ABSTRACT The prevalence of diabetes mellitus is increasing globally, nationally, and regionally, and most of them are type 2 diabetes mellitus, which can cause complications, economic losses, and death. The purpose of this study is to examine the analysis of determinants and predictions of type 2 diabetes mellitus using machine learning methods. This study uses the scoping review method to view, accumulate and synthesize the results of previous studies on the analysis of determinants and predictions of type 2 diabetes mellitus using machine learning methods.

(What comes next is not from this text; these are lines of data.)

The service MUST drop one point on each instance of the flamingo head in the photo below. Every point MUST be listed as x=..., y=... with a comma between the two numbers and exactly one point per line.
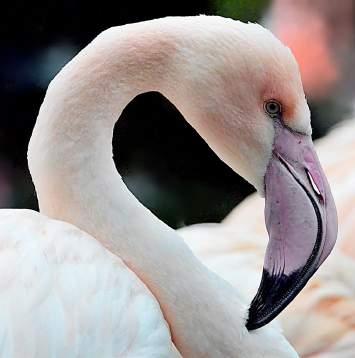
x=247, y=101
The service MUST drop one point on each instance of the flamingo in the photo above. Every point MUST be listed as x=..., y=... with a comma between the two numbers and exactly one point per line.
x=320, y=322
x=96, y=273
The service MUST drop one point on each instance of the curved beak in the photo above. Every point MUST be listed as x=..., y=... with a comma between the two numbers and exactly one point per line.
x=301, y=221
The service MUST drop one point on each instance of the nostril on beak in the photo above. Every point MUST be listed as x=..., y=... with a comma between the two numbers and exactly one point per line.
x=314, y=185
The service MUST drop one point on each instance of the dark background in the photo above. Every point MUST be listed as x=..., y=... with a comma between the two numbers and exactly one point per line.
x=163, y=161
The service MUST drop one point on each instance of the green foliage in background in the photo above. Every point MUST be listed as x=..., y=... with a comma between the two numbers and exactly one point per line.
x=244, y=10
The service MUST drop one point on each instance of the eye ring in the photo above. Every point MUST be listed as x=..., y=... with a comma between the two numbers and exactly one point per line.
x=273, y=108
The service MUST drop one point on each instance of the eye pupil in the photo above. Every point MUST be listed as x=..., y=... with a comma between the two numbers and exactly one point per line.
x=272, y=108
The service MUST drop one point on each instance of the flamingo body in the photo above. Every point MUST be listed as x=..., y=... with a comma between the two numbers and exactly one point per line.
x=63, y=295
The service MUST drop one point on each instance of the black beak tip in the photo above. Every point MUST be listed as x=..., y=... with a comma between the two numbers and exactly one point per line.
x=276, y=291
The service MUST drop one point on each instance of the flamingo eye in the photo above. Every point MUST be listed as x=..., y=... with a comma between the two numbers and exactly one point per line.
x=272, y=108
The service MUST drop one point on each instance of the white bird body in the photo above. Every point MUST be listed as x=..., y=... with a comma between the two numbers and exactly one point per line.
x=64, y=295
x=70, y=158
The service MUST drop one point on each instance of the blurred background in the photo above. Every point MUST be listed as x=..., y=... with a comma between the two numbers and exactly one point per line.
x=162, y=160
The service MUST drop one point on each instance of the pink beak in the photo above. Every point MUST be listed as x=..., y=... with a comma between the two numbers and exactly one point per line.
x=301, y=221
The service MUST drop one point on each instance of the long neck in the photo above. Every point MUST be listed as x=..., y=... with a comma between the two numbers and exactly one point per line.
x=70, y=158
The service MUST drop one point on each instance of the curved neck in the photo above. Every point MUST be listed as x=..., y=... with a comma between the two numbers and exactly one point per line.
x=70, y=159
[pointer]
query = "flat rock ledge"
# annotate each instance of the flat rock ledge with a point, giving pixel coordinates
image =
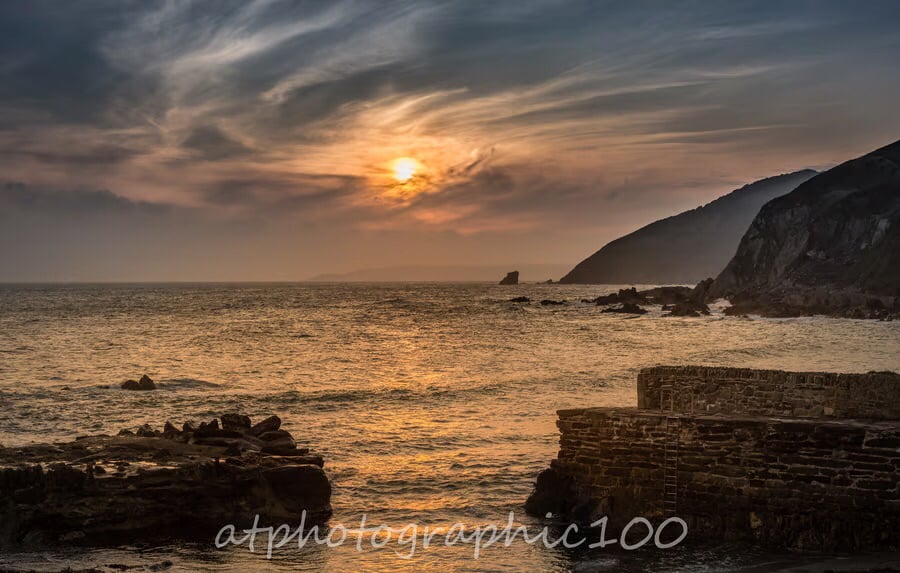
(148, 485)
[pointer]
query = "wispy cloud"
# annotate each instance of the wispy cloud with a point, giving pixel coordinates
(575, 119)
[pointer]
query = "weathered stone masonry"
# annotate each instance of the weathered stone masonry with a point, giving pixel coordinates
(745, 471)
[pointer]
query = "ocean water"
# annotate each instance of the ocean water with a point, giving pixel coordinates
(432, 403)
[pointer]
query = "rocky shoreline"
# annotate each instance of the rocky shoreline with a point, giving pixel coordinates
(145, 484)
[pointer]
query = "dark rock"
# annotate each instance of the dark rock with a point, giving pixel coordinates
(627, 308)
(624, 296)
(687, 308)
(665, 295)
(275, 435)
(145, 383)
(146, 431)
(270, 424)
(170, 431)
(511, 278)
(832, 246)
(700, 293)
(161, 489)
(235, 422)
(558, 496)
(686, 247)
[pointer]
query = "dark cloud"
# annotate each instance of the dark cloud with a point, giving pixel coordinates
(211, 143)
(567, 121)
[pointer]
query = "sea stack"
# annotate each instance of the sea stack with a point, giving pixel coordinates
(511, 278)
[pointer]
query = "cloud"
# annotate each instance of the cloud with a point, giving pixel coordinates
(575, 120)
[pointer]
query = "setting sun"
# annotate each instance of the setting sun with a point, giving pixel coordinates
(405, 168)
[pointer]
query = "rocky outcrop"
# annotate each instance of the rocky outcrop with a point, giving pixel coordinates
(627, 308)
(658, 295)
(686, 308)
(145, 383)
(158, 485)
(832, 246)
(687, 247)
(511, 278)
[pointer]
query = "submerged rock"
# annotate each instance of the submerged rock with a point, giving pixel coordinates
(145, 383)
(270, 424)
(106, 490)
(511, 278)
(627, 308)
(235, 421)
(687, 308)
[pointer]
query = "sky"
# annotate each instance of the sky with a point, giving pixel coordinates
(273, 140)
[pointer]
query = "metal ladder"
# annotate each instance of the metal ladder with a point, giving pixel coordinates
(670, 467)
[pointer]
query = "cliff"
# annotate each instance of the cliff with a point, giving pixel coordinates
(831, 246)
(687, 247)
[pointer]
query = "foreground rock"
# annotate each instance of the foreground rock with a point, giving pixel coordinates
(155, 485)
(511, 278)
(145, 383)
(831, 246)
(806, 460)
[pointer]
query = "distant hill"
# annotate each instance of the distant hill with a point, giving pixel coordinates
(449, 273)
(831, 246)
(684, 248)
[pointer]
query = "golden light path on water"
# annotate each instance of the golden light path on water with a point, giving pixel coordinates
(432, 404)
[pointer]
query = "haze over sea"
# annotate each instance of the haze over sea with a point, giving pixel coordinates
(432, 403)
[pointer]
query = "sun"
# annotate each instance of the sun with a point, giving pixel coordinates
(405, 168)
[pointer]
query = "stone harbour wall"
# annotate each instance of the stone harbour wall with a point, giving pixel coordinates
(741, 391)
(811, 484)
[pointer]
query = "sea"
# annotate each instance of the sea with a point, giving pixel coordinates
(432, 404)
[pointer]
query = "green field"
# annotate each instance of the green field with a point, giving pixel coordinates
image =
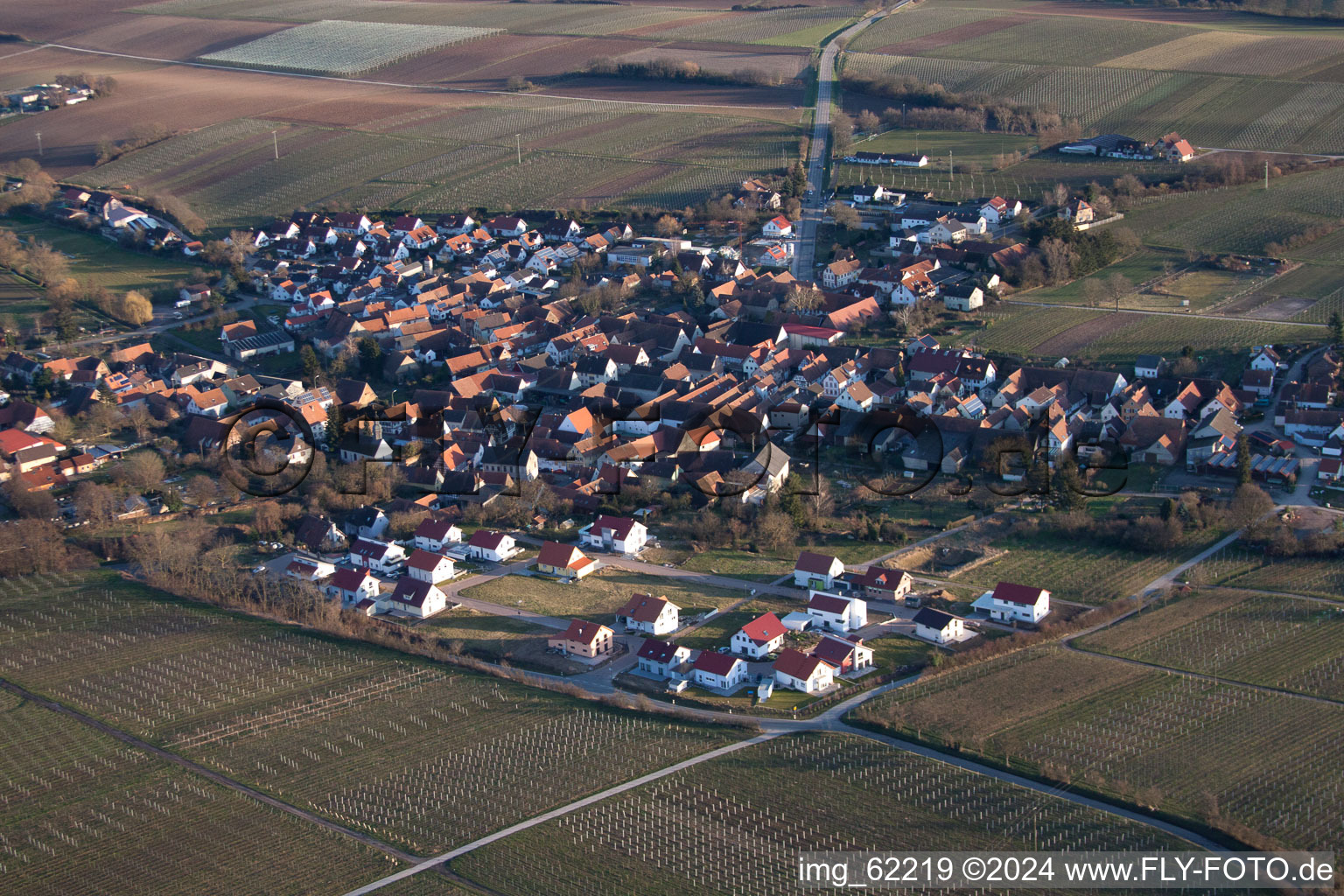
(102, 262)
(441, 160)
(82, 813)
(742, 818)
(406, 750)
(1081, 569)
(1284, 642)
(1228, 755)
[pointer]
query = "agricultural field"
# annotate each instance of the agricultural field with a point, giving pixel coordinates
(800, 27)
(360, 735)
(343, 47)
(1080, 570)
(1284, 642)
(104, 262)
(601, 594)
(82, 812)
(1242, 569)
(1225, 754)
(742, 818)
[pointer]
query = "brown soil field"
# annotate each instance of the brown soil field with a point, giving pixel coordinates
(781, 65)
(170, 37)
(953, 35)
(1075, 339)
(592, 88)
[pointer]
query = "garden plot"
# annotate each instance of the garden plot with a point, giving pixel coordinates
(741, 821)
(336, 47)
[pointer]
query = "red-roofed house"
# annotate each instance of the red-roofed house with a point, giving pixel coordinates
(844, 655)
(718, 670)
(416, 598)
(616, 534)
(436, 535)
(429, 566)
(491, 546)
(832, 612)
(660, 657)
(802, 672)
(1013, 602)
(353, 586)
(584, 640)
(760, 637)
(649, 614)
(816, 571)
(564, 560)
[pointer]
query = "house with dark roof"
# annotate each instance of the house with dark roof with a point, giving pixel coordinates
(582, 639)
(660, 657)
(816, 571)
(802, 672)
(651, 615)
(760, 637)
(1011, 602)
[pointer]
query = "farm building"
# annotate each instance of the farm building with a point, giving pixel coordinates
(584, 640)
(1011, 602)
(649, 614)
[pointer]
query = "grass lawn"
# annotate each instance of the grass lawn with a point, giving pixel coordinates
(717, 632)
(599, 594)
(104, 262)
(489, 637)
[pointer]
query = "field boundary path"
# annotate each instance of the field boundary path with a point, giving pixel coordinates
(819, 148)
(390, 83)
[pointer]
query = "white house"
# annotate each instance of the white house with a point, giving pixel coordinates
(649, 614)
(938, 626)
(381, 556)
(353, 586)
(760, 637)
(802, 672)
(779, 228)
(1011, 602)
(416, 598)
(429, 566)
(718, 670)
(660, 657)
(816, 571)
(436, 535)
(491, 546)
(310, 570)
(834, 612)
(616, 534)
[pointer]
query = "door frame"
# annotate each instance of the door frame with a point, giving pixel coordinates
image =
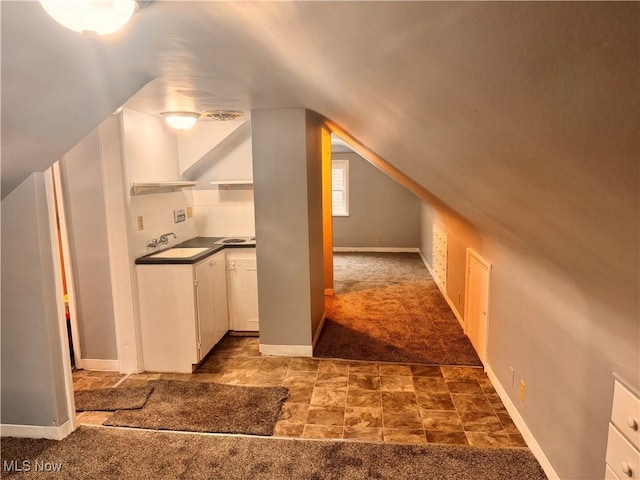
(470, 253)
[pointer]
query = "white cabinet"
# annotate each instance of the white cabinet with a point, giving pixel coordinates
(623, 442)
(242, 284)
(183, 312)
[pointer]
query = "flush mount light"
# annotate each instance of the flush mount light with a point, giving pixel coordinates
(222, 115)
(181, 120)
(91, 16)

The inclusion criteria in this study were articles published in the indexed journal database PubMed, Google Scholar, Crossref in English and Indonesian, journals published in the 2017-2021 range and 15 articles that met the inclusion criteria. The search results were a total of 860 articles from 3 databases (PubMed, Google Scholar, Crossref) in which 98 of them were duplicate articles and were excluded. Of the remaining 762 articles, 142 were not full text and 605 were excluded after eligibility screening because they were irrelevant. The remaining 15 articles were systematically reviewed and qualitatively analyzed using the NVIVO-12 Plus application. From the analysis of previous studies concluded that age, obesity, family history of disease, and lack of physical activity are risk factors for type 2 diabetes mellitus, while the gender variable from the analysis of previous research shows that there is no significant relationship between gender and type 2 diabetes. With early prediction of type 2 diabetes mellitus preventive measures, treatment can be carried out immediately and reduce the incidence of complications that can worsen the condition of people with type 2 diabetes.    
使用机器学习方法:进行检修
摘要糖尿病的发病率在全球、国家和地区均呈上升趋势,其中以2型糖尿病居多,可造成并发症、经济损失和死亡。本研究的目的是研究使用机器学习方法分析2型糖尿病的决定因素和预测。本研究采用scoping review方法,对以往使用机器学习方法分析2型糖尿病的决定因素和预测的研究结果进行查看、积累和综合。本研究的纳入标准是发表在索引期刊数据库PubMed、谷歌Scholar、Crossref的英文和印文文章、2017-2021年范围内发表的期刊以及符合纳入标准的15篇文章。检索结果来自PubMed、b谷歌Scholar、Crossref 3个数据库共860篇文章,其中98篇为重复文章,被排除。在剩余的762篇文章中,142篇不是全文,605篇在资格筛选后被排除,因为它们不相关。使用NVIVO-12 Plus应用程序对其余15篇文章进行系统回顾和定性分析。从以往研究分析得出,年龄、肥胖、家族史、缺乏体育锻炼是2型糖尿病的危险因素,而从以往研究分析的性别变量来看,性别与2型糖尿病的关系不显著。通过对2型糖尿病预防措施的早期预测,可以立即进行治疗,减少并发症的发生,使2型糖尿病患者的病情恶化。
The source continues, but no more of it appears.